0%

Loss Function

For binary classification (+1, -1), if we classify correctly then \(y\cdot f = y\cdot \theta^Tx\gt0\); otherwise \(y\cdot f = y\cdot\theta^Tx\lt0\). Thus we have following loss functions:

  • 0/1 loss
    \(\min_\theta\sum_i L_{0/1}(\theta^Tx)\). We define \(L_{0/1}(\theta^Tx) =1\) if \(y\cdot f \lt 0\), and \(=0\) o.w. Non convex and very hard to optimize.
  • Hinge loss
    Upper Bound of 0/1 loss. Approximate 0/1 loss by \(\min_\theta\sum_i H(\theta^Tx)\). We define \(H(\theta^Tx) = max(0, 1 - y\cdot f)\). Apparently \(H\) is small if we classify correctly.
  • Logistic loss
    \(\min_\theta \sum_i log(1+\exp(-y\cdot \theta^Tx))\).

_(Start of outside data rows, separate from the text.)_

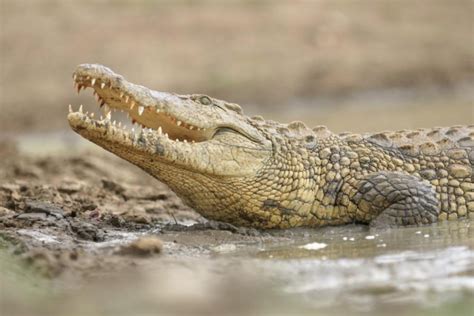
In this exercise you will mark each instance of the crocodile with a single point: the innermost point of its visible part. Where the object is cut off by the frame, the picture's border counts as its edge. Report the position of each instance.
(256, 173)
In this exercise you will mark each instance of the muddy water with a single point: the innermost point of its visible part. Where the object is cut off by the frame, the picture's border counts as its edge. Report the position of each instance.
(413, 271)
(334, 270)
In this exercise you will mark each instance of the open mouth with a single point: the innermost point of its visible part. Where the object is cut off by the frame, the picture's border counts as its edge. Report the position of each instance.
(143, 113)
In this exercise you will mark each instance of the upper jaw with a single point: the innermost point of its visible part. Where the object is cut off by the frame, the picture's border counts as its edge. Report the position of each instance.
(174, 128)
(150, 109)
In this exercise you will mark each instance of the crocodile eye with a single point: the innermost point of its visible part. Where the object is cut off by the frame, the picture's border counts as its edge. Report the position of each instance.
(205, 100)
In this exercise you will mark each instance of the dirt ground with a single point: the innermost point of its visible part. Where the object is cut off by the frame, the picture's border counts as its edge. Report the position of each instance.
(85, 233)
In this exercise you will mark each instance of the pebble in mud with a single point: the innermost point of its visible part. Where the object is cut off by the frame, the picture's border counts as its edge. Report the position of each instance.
(143, 247)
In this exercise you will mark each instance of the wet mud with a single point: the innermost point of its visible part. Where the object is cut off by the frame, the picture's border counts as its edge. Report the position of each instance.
(83, 232)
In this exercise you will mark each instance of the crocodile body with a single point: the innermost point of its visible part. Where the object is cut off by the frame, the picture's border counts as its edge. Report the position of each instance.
(256, 173)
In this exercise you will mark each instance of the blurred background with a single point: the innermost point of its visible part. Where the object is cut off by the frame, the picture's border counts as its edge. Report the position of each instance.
(351, 65)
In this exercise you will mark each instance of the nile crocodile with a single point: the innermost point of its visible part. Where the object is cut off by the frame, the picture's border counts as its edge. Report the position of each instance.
(252, 172)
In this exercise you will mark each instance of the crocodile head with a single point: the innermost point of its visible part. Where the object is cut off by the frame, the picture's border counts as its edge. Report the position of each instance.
(201, 147)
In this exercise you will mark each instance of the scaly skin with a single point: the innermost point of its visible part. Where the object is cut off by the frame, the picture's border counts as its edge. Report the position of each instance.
(256, 173)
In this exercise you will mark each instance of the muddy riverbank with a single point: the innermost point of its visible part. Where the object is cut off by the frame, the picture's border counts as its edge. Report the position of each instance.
(86, 233)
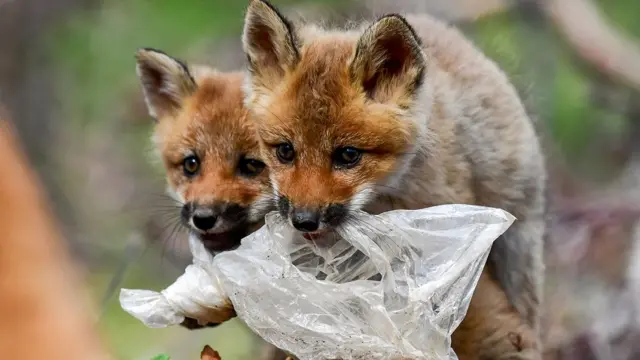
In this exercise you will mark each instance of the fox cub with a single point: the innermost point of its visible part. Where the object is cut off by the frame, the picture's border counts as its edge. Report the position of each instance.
(403, 113)
(209, 149)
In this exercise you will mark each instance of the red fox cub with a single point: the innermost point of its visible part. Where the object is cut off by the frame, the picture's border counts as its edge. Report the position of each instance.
(209, 149)
(403, 113)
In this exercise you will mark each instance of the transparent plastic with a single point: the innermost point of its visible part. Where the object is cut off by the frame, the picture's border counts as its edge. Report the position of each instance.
(388, 286)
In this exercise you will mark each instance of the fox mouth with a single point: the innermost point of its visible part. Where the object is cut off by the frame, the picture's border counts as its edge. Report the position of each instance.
(224, 241)
(315, 235)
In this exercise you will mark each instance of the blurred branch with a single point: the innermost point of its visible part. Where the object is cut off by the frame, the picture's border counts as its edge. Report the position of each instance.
(595, 40)
(43, 310)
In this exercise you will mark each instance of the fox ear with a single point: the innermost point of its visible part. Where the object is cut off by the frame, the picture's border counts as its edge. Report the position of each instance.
(166, 82)
(268, 41)
(388, 63)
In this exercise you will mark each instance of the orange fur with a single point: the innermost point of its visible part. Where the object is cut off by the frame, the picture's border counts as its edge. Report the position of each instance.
(433, 121)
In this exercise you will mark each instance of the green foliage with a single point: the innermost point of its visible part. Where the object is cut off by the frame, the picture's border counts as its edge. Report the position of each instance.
(161, 357)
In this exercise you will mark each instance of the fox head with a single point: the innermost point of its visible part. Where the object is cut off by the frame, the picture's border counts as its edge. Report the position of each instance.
(208, 146)
(335, 111)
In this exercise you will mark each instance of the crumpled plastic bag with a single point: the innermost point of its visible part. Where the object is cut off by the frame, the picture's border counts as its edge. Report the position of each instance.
(388, 286)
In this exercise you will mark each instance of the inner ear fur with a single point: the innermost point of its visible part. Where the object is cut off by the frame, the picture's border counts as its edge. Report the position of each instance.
(166, 82)
(388, 60)
(269, 42)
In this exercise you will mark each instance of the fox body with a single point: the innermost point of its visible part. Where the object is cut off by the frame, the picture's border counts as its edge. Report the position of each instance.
(209, 149)
(403, 113)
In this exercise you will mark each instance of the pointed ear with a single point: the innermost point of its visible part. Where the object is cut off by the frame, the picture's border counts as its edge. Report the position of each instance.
(268, 41)
(166, 82)
(388, 62)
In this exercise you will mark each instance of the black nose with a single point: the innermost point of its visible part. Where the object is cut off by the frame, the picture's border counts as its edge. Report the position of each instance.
(204, 221)
(305, 220)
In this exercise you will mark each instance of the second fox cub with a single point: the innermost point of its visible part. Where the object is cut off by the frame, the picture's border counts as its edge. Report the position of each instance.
(404, 113)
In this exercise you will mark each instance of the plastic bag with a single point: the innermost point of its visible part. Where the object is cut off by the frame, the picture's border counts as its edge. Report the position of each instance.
(388, 286)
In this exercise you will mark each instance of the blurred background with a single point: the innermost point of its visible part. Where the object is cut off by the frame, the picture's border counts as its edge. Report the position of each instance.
(67, 76)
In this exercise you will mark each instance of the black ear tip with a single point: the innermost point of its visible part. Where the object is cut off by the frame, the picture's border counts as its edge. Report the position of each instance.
(399, 22)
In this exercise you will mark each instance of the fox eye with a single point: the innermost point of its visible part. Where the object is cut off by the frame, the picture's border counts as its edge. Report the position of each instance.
(346, 157)
(250, 167)
(191, 165)
(285, 153)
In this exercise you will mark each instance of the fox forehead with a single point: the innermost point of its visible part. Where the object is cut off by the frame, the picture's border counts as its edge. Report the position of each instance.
(318, 105)
(212, 124)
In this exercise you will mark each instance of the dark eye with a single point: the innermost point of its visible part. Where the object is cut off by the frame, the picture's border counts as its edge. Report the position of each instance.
(285, 153)
(191, 165)
(346, 157)
(250, 167)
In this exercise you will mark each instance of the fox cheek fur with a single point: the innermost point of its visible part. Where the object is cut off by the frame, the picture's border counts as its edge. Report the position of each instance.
(438, 123)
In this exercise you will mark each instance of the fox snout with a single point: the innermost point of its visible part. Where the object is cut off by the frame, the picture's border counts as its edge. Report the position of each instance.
(312, 218)
(212, 218)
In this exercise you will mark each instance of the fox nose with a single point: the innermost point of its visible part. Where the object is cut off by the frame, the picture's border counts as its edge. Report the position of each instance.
(203, 219)
(305, 220)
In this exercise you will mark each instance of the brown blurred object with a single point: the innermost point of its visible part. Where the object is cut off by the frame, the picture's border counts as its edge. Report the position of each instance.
(596, 40)
(42, 310)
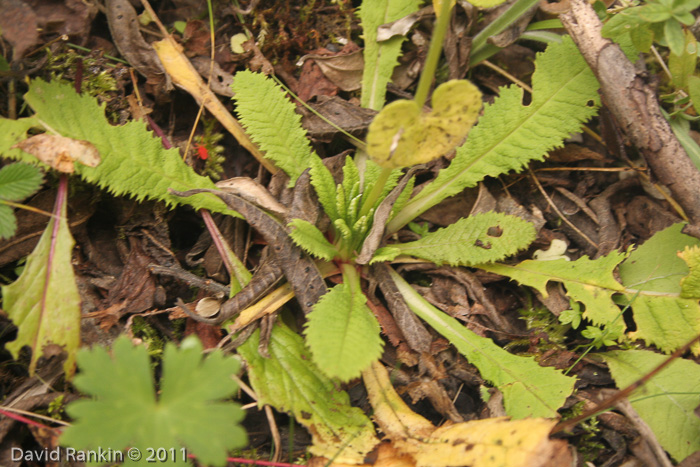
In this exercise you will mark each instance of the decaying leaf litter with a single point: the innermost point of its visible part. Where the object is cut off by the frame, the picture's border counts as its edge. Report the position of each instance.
(136, 258)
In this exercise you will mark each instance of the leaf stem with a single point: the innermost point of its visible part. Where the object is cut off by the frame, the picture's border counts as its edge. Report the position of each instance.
(426, 77)
(376, 191)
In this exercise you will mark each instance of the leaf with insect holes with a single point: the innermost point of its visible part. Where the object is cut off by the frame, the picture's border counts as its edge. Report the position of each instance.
(342, 333)
(380, 57)
(17, 182)
(290, 382)
(667, 402)
(270, 119)
(188, 411)
(529, 390)
(402, 134)
(482, 238)
(307, 236)
(510, 135)
(44, 302)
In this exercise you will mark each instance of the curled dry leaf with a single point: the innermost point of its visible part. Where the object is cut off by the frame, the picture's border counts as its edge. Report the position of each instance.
(252, 191)
(60, 152)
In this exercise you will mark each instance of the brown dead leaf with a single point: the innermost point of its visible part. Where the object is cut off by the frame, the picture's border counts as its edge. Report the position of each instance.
(124, 26)
(344, 68)
(18, 23)
(60, 152)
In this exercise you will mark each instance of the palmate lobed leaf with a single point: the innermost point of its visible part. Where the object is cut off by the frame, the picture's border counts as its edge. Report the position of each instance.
(125, 411)
(44, 302)
(290, 382)
(342, 333)
(380, 57)
(529, 390)
(269, 118)
(18, 181)
(509, 135)
(477, 239)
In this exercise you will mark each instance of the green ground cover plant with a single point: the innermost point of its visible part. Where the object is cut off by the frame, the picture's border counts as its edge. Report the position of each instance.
(373, 200)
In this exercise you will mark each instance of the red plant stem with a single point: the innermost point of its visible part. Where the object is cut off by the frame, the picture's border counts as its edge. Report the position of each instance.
(218, 240)
(61, 196)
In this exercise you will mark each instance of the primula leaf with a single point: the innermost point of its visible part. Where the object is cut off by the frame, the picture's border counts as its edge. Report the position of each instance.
(342, 333)
(667, 402)
(290, 382)
(124, 410)
(44, 302)
(307, 236)
(134, 162)
(529, 390)
(690, 284)
(270, 120)
(510, 134)
(588, 281)
(652, 278)
(402, 134)
(18, 181)
(482, 238)
(380, 57)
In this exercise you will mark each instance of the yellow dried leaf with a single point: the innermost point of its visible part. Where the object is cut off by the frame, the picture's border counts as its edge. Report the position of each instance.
(496, 442)
(402, 134)
(60, 152)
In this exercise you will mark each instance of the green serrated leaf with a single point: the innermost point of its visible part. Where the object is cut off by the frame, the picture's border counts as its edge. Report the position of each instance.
(623, 22)
(652, 278)
(380, 57)
(690, 284)
(134, 162)
(655, 266)
(402, 134)
(307, 236)
(673, 33)
(18, 181)
(529, 390)
(588, 281)
(509, 134)
(270, 120)
(124, 410)
(44, 302)
(324, 185)
(666, 402)
(290, 382)
(343, 334)
(482, 238)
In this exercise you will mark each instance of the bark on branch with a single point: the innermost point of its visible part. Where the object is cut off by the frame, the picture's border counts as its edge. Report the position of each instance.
(635, 107)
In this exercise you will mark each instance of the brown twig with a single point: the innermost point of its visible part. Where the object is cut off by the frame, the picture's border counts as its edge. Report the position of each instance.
(634, 105)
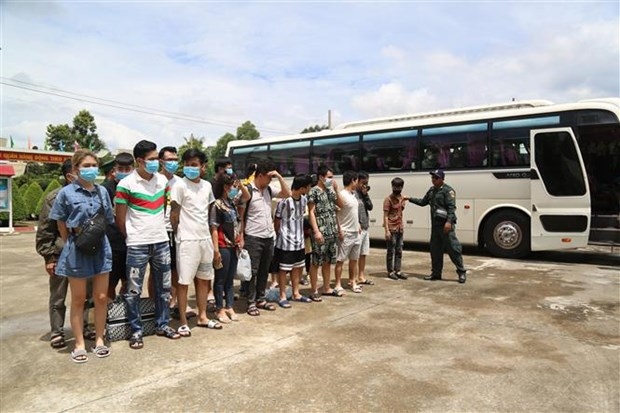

Fortunately, hinge loss, logistic loss and square loss are all convex functions. Convexity ensures global minimum and it's computationally appealing. 在这里插入图片描述 Figure 7.5 from Chris Bishop's PRML book. The Hinge Loss E(z) = max(0,1-z) is plotted in blue, the Log Loss in red, the Square Loss in green and the 0/1 error in black.

From the figure we can observe that the hard instance (near the boundary) will influence the loss function a lot so we need to make the model robust and can deal with the hard ones.

For binary classification we can unify the two cases (classify correctly or not) by \(y\cdot f\), but for multi-class classification (0, 1, 2, ..., k) we cannot unify all the cases. So we use cross-entropy as the loss.

There exists a vivid example for transform the target function: If a noisy picture is given, and want to output the clean one. Here the clean one is hard to control so we can let the noise be the target function and wo should minimize the amplitude of the noise. Thus the problem becomes controllable.